Clover Trail IS underpowered and this is why: it uses the same PowerVR chipset that ARM chips do (for the ones that do use PowerVR), and here's the thing: Microsoft only requires DX9 support for SoC's (originally only for ARM, but Intel got Microsoft to include x86 in a certification spec update) which Intel is only happy to oblige by meeting the MINIMUM REQUIREMENTS on x86. This sounds like a another repeat of Windows 7 Starter and Vista Basic all over again. Remember, both of those disasters were Intel's fault because they wanted to pawn off low-end chips based on obsolete technology. This is the reason why I'm waiting for AMD. AMD's SoC's will be based on full x86 hardware with AMD-V and 64-bit with DX11 GPU cores out of the gate. AMD has never produced a low-end CPU or platform chipset that didn't meet Premium certification specs for Windows. System manufacturers may have undercut their systems by selling it with a non-Premium Windows SKU to fit it into a low price point, but not because AMD wanted to sell an inferior chip.

Intel is the reason why Microsoft made those Windows SKU's. First it was for 915 chipset for Vista-Ready/Basic. Microsoft only wanted to sell Basic for the first year of availability and when SP1 launched, they updated the Premium requirements to require a DX10 GPU, but Intel still had 945G chipsets on the market, so Microsoft kept Vista Basic around. Then you have Atom coming onto the market, which was such an underperformer that Microsoft had to re-release a special version of XP for, which they wanted to kill off. Come time for Windows 7, and again it was Intel that wanted to continue to make inferior Atom chipsets still based on 945 chipsets, so Microsoft released 7 Starter to accomodate them.
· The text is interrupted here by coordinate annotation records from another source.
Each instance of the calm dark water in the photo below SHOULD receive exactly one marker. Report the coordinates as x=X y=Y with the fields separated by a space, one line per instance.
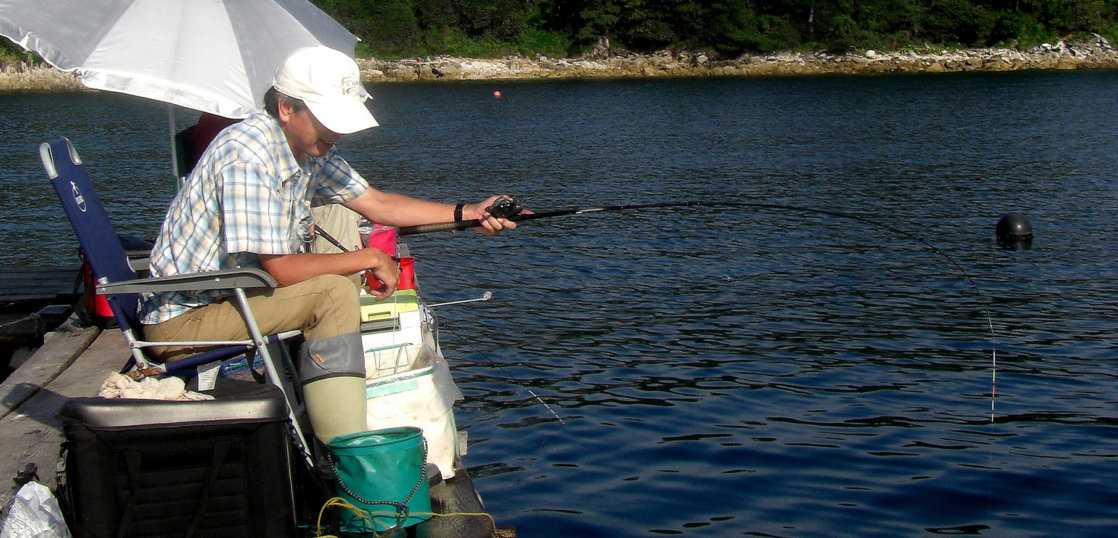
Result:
x=735 y=370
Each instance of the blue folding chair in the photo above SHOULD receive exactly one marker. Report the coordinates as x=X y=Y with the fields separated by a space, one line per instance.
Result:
x=117 y=281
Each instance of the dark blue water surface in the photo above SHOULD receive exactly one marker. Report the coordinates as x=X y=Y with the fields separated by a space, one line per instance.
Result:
x=735 y=370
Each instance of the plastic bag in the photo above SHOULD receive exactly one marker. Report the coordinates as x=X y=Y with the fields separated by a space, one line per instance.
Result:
x=35 y=513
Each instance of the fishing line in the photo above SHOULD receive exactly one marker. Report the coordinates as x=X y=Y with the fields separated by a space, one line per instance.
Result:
x=510 y=209
x=508 y=377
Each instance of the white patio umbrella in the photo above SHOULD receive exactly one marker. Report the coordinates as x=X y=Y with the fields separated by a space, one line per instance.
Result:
x=217 y=56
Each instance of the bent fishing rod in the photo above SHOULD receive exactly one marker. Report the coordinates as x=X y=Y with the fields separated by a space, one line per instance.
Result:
x=510 y=209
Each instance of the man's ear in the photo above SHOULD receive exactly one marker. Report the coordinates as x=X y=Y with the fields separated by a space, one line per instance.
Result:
x=285 y=110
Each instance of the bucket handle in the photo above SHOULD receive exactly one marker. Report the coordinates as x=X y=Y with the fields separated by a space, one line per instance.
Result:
x=401 y=508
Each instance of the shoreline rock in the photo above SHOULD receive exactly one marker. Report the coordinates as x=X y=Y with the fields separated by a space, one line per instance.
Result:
x=1092 y=54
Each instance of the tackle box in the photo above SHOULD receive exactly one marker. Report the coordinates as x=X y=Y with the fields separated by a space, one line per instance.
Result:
x=155 y=468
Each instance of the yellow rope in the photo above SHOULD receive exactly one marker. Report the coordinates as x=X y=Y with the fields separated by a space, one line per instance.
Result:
x=367 y=515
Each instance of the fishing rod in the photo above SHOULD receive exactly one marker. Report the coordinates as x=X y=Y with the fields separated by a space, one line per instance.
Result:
x=510 y=209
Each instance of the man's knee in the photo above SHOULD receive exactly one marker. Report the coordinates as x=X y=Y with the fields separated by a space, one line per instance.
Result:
x=335 y=307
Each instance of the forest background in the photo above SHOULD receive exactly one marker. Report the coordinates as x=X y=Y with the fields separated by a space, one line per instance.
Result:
x=392 y=29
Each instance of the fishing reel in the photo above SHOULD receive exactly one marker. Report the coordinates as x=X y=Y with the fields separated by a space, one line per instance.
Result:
x=504 y=208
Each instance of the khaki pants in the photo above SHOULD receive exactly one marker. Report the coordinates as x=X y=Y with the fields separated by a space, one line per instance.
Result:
x=323 y=307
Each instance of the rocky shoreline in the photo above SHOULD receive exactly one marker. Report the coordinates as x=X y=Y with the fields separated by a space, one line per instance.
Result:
x=1091 y=54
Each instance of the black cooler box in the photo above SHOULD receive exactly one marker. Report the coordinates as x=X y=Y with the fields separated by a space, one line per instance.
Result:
x=151 y=468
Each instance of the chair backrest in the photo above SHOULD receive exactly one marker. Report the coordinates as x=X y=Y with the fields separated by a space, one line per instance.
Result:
x=95 y=235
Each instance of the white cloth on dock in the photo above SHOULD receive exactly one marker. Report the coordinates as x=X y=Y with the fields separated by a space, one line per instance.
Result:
x=120 y=386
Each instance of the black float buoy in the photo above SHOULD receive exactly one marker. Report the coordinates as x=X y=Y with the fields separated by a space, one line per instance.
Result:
x=1013 y=228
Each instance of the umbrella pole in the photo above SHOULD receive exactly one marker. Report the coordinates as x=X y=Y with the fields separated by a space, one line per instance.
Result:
x=174 y=149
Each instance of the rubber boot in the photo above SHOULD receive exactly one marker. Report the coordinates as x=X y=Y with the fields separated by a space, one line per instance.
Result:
x=337 y=406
Meanwhile, AMD was matching all of the WHQL Premium specs as they being updated. See, this is why I don't care for Intel. They are the reason why there is such a specification difference between the low and high end. After not being able to profitize on the netbook craze, now they're trying the other end of the spectrum and try to profitize more on higher-end notebooks with the Ultrabook platform. The problem is, customers have already had a taste of mainstream systems selling for $600 and less, so Ultrabooks just having been selling well. Intel just doesn't get the mainstream consumer market one bit. I would say that this is also the reason why they keep pushing higher CPU speeds with little regard for graphics. AMD looks at typical consumer usage scenarios and it's all about media consumption (some creation), GPGPU, and standard (but not heavy) multitasking. So they take a more balanced approach to what they call "visual computing" and they seem to have a better grasp on the direction of computing. ARM is getting there, but quite frankly, they need more up-to-date GPU's and they also need to get the GPGPU integration done properly. And they also need 64-bit done right. AMD is the partner that ARM needs for this. An AMD-ARM SoC with ARM's low-power RISC cores, 64-bit technology built by AMD for ARM, DX11 GPU cores and GPGPU integration would be a market force to be reckoned with.